Published: December 2024 • 10 min read

Introduction

Building intelligent financial systems requires solving complex data challenges at scale. This article explores the architecture and implementation of an automated transaction tagging system that processes over 10 million transactions, transitioning from rule-based approaches to sophisticated ML pipelines.

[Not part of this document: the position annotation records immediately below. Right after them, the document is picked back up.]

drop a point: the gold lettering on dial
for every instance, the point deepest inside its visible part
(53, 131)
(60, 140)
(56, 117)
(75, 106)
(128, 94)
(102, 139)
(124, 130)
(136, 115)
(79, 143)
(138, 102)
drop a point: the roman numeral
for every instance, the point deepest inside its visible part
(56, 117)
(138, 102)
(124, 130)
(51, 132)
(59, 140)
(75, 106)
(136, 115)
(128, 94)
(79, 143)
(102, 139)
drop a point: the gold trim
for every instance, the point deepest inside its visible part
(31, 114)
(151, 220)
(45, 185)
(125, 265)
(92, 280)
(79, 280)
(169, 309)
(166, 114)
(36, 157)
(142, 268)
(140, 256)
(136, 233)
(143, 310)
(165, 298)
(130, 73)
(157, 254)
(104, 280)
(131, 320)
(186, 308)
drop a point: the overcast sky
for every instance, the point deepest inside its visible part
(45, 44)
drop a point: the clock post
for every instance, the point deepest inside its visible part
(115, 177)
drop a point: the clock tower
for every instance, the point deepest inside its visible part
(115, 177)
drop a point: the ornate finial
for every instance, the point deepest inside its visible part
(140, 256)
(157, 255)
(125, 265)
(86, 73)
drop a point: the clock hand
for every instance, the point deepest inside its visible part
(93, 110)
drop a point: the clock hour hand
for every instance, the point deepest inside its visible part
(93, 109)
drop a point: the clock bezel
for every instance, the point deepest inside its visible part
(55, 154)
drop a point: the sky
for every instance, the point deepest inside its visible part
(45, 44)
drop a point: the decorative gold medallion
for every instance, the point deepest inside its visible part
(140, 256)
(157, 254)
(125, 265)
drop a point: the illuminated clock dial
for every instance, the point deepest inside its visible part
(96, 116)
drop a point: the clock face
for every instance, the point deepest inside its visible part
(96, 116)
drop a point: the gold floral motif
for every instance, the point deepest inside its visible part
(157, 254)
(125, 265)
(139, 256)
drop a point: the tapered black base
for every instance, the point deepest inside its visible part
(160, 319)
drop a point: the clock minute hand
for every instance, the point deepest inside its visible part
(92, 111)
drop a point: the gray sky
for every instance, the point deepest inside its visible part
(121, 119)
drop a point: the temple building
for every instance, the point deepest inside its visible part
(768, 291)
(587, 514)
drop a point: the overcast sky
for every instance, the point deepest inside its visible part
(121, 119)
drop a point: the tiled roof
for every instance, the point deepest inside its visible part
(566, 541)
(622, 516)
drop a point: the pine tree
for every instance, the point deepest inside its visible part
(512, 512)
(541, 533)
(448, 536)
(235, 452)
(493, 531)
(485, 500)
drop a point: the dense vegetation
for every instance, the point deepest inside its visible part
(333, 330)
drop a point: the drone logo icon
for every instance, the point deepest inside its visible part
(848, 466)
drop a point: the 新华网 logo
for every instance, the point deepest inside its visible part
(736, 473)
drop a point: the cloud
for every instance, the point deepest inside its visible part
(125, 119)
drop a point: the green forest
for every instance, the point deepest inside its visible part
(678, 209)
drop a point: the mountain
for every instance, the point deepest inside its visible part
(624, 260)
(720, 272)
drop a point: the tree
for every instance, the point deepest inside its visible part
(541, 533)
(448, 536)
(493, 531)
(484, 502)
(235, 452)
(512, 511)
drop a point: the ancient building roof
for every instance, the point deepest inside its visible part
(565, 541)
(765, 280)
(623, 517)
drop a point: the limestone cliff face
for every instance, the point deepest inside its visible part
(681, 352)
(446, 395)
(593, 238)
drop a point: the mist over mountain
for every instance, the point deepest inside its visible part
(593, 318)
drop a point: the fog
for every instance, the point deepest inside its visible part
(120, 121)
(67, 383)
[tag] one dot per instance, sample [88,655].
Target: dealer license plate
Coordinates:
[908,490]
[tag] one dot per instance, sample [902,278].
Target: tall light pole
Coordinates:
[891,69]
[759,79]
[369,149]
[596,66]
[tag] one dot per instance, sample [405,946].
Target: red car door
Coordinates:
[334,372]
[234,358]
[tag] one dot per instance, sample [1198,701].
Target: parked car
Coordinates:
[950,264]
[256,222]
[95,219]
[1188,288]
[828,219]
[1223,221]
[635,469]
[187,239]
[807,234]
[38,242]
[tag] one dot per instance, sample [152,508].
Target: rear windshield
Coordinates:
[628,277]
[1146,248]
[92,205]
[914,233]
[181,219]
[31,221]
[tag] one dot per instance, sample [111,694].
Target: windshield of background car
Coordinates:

Based on work done at Fold - read the original blog post for additional context.

System Architecture

The transaction tagging pipeline implements a three-stage approach designed for scalability and accuracy:

graph TD
    A[Raw Transaction Data] --> B[Lexical Rule-based System]
    B --> C[Intelligent F1 Tagging]
    C --> D[ML-based Categorization]
    D --> E[Tagged Transactions]

    subgraph "Stage 1: Preprocessing"
        B1[Text Normalization] --> B2[Merchant Extraction]
        B2 --> B3[Rule Application]
    end

    subgraph "Stage 2: Learning System"
        C1[User Behavior Analysis] --> C2[Pattern Recognition]
        C2 --> C3[F1 Score Optimization]
    end

    subgraph "Stage 3: ML Pipeline"
        D1[DistilBERT Embeddings] --> D2[Vector Similarity]
        D2 --> D3[Category Prediction]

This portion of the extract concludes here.